While on the organization’s website, I saw a post inquiring if any donor egg recipient patients would be interested in speaking with a documentary team about their experience. Now, as an introvert who does not strive to be the center of attention, my expected behavior would have been to move right along to the next post. However, infertility journeys are hallmarked by the unexpected; true to that concept, I behaved uncharacteristically and emailed the producer. I simply stayed that that if my story could be of use to anyone, he could give me a call. And he did!

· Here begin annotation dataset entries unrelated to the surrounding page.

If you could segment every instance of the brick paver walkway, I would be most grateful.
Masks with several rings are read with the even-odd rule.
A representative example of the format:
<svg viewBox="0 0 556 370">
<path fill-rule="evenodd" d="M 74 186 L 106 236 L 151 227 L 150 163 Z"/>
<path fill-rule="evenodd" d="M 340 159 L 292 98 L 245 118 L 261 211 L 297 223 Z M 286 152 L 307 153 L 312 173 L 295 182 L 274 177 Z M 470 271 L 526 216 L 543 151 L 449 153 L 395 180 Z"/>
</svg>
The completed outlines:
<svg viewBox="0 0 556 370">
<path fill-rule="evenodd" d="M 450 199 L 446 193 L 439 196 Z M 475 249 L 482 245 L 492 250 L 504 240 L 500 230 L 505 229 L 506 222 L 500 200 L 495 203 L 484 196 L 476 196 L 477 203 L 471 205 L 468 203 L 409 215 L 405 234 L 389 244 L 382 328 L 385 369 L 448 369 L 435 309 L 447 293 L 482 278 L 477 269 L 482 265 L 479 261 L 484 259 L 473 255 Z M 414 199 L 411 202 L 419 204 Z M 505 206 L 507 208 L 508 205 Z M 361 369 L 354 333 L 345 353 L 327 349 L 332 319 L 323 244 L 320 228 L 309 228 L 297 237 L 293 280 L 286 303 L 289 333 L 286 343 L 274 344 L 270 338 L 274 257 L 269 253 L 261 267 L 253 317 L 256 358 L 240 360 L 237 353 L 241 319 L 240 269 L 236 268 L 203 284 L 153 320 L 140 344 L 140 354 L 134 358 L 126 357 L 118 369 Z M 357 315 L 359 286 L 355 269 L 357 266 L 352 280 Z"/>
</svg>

In this struggle, this enemy-less fight, my husband and I felt emboldened to venture outside our comfort zones and reveal to this gentleman what six years of heartache and elation truly look like, from the perspective of a perfectly ordinary couple who has been there.

Who is there.

Who will be there as long as necessary.

Who may remain there indefinitely because we will never give up.

Because if even one couple who is ready to throw it in feels like they can press on after hearing what we have to say, then the intrusive high beams of the spotlight in my photosensitive eyes will be worth it. Figuratively and literally (production lights blaze with the luminosity of a thousand suns).

Much to my great surprise, the producer I had been speaking with for weeks informed me that the production company would like us to be a part of the documentary. Us? As in, on camera, in our home, discussing the most intimate details of our lives with Lisa Ling? It got real, real fast. It is a great credit to Nate, the producer, that I accepted this opportunity. Throughout our conversations it was clear that he genuinely cared about our story. He educated himself about the egg donor process, in between our conversations, and truly demonstrated his commitment to accuracy and integrity in his work. Consequently, that is how it came to be that at the end of July of this year, my husband and I welcomed a production crew into our home for two days, to learn about our story and to investigate how exactly a couple goes about selecting the woman who will provide the genetic material of their future offspring. That will be detailed on the show, as well as explored in depth in another post, coming in the next day or so.

There are many brave souls who have already taken up the mantle of infertlity awareness. Please join me by participating in their ranks and work together to put an end to the idea of infertility as being off limits.